Posted on February 7, 2011


Bill Nighy in Wild Target (Magic Light Pictures)

Wild Target in many ways epitomizes a British comedy and simultaneously epitomizes the Briton take on genre-crossing tales. The comedy is, make no mistake, ever-present throughout the course of this film making it a brilliantly farcical tale. The farce is perhaps the most difficult comedy sub-genre to pull off because it relies so heavily on the preposterous lampooning of what we typically in life or in film take seriously or for granted.

While this film excels far more easily in its comedic elements than it does as an action-thriller, those elements are there and consistent. The edit may be a little unbalanced and a cross-cut or two to the organized crime figures on the chase may be a little late it still does work.

Yet what makes this film most interesting is the interplay of the three main characters. The lead, Victor Maynard, is played wonderfully by Bill Nighy [A performance which after this writing I would honor as the Best of the Year.] This is truly a fantastic character study. We slowly see this man become the person he was longing to be, as in the beginning he imagines dinner conversation and then later on enacts it but he is also a confused man. He is so defined by being a hitman he doesn’t know himself and questions everything; even his sexuality.

The confrontation of that fact leads to one of the funniest and most complex jokes in the film, which can be taken as a triple entendre. That is not a typo watch it and consider the exchange carefully and you’ll see what I mean.

Which leads us to the performance of Rupert Grint. While he is not breaking the mold that made him famous in this part, as he has in others, it is definitely a more grown-up and comedic interpretation thereof and a wonderful counterpoint to the tension of Maynard and Rose (Emily Blunt).

Last but certainly not least is Emily Blunt as Rose who carries off a rather complex character with relative ease and makes her fully realized.
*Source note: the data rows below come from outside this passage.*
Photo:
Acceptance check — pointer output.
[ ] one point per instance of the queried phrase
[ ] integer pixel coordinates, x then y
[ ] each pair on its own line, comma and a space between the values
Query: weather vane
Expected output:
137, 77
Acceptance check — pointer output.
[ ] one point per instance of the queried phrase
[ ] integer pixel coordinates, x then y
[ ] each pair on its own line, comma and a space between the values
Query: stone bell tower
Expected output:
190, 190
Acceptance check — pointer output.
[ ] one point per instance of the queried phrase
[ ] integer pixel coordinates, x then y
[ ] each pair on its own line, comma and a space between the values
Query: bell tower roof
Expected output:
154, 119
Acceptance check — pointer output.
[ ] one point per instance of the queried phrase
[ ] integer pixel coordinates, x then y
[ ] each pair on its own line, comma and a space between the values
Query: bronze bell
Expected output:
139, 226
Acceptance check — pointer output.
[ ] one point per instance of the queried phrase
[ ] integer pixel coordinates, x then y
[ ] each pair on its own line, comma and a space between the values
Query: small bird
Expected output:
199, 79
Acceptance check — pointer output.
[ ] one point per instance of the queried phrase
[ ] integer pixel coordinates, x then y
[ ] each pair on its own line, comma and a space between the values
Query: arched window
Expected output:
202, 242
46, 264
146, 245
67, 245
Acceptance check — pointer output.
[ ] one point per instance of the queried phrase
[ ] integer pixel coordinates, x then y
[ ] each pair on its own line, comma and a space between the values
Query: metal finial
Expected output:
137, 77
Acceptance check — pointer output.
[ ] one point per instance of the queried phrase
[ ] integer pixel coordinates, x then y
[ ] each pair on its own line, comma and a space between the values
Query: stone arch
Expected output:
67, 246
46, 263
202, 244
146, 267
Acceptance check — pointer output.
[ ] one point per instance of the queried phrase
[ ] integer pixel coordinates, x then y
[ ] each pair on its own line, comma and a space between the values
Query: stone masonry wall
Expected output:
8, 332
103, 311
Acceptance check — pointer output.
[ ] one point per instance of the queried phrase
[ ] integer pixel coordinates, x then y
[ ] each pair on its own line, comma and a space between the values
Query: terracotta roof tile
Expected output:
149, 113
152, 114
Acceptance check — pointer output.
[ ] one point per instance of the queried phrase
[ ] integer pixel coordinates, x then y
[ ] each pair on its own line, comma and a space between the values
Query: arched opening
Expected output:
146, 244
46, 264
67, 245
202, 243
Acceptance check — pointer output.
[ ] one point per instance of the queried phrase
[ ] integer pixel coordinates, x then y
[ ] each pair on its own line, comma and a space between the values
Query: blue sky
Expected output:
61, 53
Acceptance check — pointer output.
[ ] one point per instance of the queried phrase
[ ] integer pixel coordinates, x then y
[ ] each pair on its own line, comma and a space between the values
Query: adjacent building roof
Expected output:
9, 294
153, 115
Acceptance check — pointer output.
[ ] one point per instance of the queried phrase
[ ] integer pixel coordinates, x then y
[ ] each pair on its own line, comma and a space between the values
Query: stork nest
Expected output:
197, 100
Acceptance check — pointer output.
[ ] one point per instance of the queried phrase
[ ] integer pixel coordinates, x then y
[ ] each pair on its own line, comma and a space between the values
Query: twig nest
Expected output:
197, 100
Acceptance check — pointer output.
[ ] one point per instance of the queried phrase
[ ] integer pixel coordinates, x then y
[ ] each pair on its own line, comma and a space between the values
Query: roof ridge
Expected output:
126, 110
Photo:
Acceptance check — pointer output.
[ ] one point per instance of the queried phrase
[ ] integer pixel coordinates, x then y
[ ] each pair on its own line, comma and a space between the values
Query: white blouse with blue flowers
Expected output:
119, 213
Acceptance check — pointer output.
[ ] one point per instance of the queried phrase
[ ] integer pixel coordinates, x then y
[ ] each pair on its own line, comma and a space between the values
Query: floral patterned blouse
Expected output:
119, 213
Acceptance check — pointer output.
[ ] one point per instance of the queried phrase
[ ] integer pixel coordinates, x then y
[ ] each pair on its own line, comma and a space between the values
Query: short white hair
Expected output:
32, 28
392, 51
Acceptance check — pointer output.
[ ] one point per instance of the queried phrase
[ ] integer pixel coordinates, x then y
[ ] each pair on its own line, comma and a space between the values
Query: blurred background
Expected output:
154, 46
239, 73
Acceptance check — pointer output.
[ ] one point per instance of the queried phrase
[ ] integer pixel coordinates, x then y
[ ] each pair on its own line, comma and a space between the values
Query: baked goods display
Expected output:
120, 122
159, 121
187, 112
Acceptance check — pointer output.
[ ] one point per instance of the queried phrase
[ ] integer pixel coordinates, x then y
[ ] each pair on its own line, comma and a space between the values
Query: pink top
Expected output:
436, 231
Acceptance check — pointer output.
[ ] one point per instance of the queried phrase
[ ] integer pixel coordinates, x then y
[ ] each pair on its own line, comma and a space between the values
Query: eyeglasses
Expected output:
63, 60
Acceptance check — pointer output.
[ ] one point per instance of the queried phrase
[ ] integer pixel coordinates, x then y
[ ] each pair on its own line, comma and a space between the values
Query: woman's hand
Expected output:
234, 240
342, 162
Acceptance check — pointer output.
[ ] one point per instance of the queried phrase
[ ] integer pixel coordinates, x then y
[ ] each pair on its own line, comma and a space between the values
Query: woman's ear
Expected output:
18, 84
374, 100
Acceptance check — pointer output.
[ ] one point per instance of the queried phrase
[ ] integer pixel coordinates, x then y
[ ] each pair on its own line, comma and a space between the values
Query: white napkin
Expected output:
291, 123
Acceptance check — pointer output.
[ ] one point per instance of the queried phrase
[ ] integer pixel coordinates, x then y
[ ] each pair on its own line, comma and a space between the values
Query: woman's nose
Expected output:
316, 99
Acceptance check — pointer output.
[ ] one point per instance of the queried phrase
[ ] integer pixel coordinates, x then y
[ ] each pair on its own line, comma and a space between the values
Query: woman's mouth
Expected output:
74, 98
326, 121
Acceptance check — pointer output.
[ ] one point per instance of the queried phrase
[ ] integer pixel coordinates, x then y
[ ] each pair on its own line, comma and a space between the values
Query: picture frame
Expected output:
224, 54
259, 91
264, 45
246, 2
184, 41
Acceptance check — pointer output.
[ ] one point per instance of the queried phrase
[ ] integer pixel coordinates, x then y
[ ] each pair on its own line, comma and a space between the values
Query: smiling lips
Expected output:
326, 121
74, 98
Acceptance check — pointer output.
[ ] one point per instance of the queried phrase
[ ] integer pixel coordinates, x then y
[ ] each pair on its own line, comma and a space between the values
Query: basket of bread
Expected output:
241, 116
She is never predictable and real and furthermore complicates Maynard’s life brilliantly.

Wild Target manages to balance the thrill of the chase and comedic situations and the mix is rather easy indeed. It eases you in familiarizing you both with the status quo of Maynard and Rose and then showing you how their fates will intertwine.

When a film opens with a hit in which the hitman may be betrayed by a parrot and the hitman places his silencer against its head, you should know what you’re in for.  The fact that they argue makes nearly Monty Python-esque. What proceeds from there is a deliriously good time.